BOGOTA (Reuters) - Mining concessions and illegal mining operations overlap more than a fifth of indigenous land in the Amazon, causing higher deforestation rates, said a report published on Wednesday.
Some 1.5 million indigenous people live in the Amazon, where mining activities affect some 445,000 square kilometers of their lands, said a report from the World Resources Institute (WRI) and the Amazon Network of Georeferenced Socio-Environmental Information (RAISG).
Data was not available for indigenous lands in French Guiana and Suriname, the report said.
Though inactive mining concessions account for most of these intersections, around a third of indigenous land is overlapped by active concessions and illegal mining operations, increasing deforestation, the report added.

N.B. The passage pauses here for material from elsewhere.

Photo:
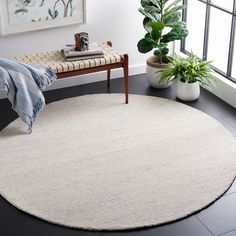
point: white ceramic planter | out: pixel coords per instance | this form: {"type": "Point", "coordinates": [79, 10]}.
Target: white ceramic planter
{"type": "Point", "coordinates": [187, 91]}
{"type": "Point", "coordinates": [152, 76]}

“Indigenous lands with mining showed a higher rate of forest loss in the 15-year period from 2000 to 2015 than indigenous lands that are not directly affected by mining,” Peter Veit, director of WRI’s land and resources initiative, said in a press conference.

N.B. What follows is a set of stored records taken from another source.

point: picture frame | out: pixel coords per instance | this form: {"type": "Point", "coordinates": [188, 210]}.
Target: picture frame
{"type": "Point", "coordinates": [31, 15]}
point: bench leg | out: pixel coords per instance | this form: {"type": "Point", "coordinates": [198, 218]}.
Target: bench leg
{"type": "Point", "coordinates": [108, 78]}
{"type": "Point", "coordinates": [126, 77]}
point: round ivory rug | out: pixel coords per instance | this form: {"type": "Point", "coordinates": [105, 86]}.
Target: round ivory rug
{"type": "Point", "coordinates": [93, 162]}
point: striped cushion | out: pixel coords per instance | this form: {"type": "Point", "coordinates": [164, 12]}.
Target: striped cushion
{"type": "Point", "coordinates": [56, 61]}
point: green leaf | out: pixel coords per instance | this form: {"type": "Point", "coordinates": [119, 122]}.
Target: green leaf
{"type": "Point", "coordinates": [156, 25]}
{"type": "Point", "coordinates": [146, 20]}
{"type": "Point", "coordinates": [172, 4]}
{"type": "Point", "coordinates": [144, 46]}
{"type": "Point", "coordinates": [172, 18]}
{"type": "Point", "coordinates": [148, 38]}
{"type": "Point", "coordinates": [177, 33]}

Indigenous lands affected by mining in Bolivia, Ecuador and Peru saw a rate of deforestation at least three times higher than in unaffected areas, while in Colombia and Venezuela the rate was one to two times higher, the report said.
The situation has been exacerbated by the coronavirus pandemic, as rising gold prices and withdrawal of military and law enforcement has permitted illegal mining operations to expand.

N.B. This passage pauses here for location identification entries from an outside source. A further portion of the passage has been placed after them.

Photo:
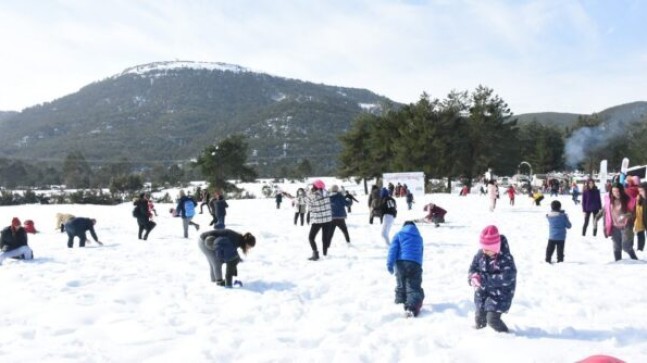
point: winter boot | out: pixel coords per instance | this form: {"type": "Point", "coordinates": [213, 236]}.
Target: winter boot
{"type": "Point", "coordinates": [495, 322]}
{"type": "Point", "coordinates": [480, 320]}
{"type": "Point", "coordinates": [315, 256]}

“Under the cover of the COVID-19 pandemic it has only gotten worse,” said Michael McGarrell, a representative for the Amerindian People’s Association in Guyana.
McGarrell stressed indigenous communities were not against mining if done responsibly, citing traditional artisanal mining practices.
“We are not opposed to development,” McGarrell said. “Responsible mining will benefit the environment, and all of us.”